Dopo il vittorioso Mondiale del 1930, chiuso piegando l’Argentina di Monti, Stabile e Ferreyra, oltre che del giovanissimo Pancho Varallo (che ha lasciato testimonianze ed articoli con cui si potrebbero scrivere dieci libri: modestamente ne stiamo producendo uno) emigra di nuovo in Europa, all’Inter in versione Ambrosiana per le note vicende politiche. Nel 1931 i dirigenti nerazzurri hanno bisogno di un nome di livello mondiale per riempire l’Arena: Meazza ha 21 anni, è già un fenomeno, ma lo straniero, sia pure oriundo, ci vuole. E poi il Pepp è militare, negli Alpini. Scarone, a 33 anni, fa molto ma molto meglio del previsto, soprendendo chi già a quei tempi sostiene che ‘bisognerà vedere se saprà adattarsi ai ritmi del campionato italiano’. Nella storia dell’Inter entra per tante giocate, per l’ammirazione sconfinata che nei suoi confronti ha Meazza (‘Il più forte che abbia mai visto, sia in allenamento che in partita: chissà cosa doveva essere stato dieci anni prima”) e per un gol a Marassi, contro il Genoa, in azione solitaria partendo da metà campo. Poi il Palermo, prima di tornare nell’amato Nacional, dove vince l’ottavo campionato, a dieci anni dal settimo, e chiude la carriera nel 1939, a 41 anni. Un ritorno al calcio giocato (a 55 anni!!!) e una dimenticabile esperienza in panchina con il Nacional non lo fanno scendere, giustamente, dal piedestallo di mito. La morte, il 4 aprile del 1967, non è quindi una vera morte, di quelle che toccheranno a quasi tutti noi.

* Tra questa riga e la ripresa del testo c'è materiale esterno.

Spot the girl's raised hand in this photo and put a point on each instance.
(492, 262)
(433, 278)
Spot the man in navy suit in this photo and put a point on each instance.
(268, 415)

Nella storia rimarrà banalmente per l’albo d’oro e per quel Mondiale del 1930, con la finale che fu l’ultima sua partita con la Celeste, prima di lasciarla con 51 presenze e 31 gol. Non ha avuto a disposizione la televisione, questa è stata la sua unica colpa: per questo chi è supportato da replay da nove angolazioni diverse parte avvantaggiato nelle valutazioni degli storici del presente. Casualmente quasi tutti portati ad incoronare il campioncino di casa, che fuori dalla cinta daziaria è considerato unbo dei tanti. Peccato che Giulio Cesare sia esistito, così come Alessandro Magno, Leonardo Da Vinci, Rembrandt, Beethoven, Dostoevskij. Ognuno nel suo campo ha fatto qualcosa, anche senza telecamere: come Scarone. Che anzi, qualche ripresa dal basso (ci siamo cavati gli occhi su un dvd Fifa) l’ha avuta.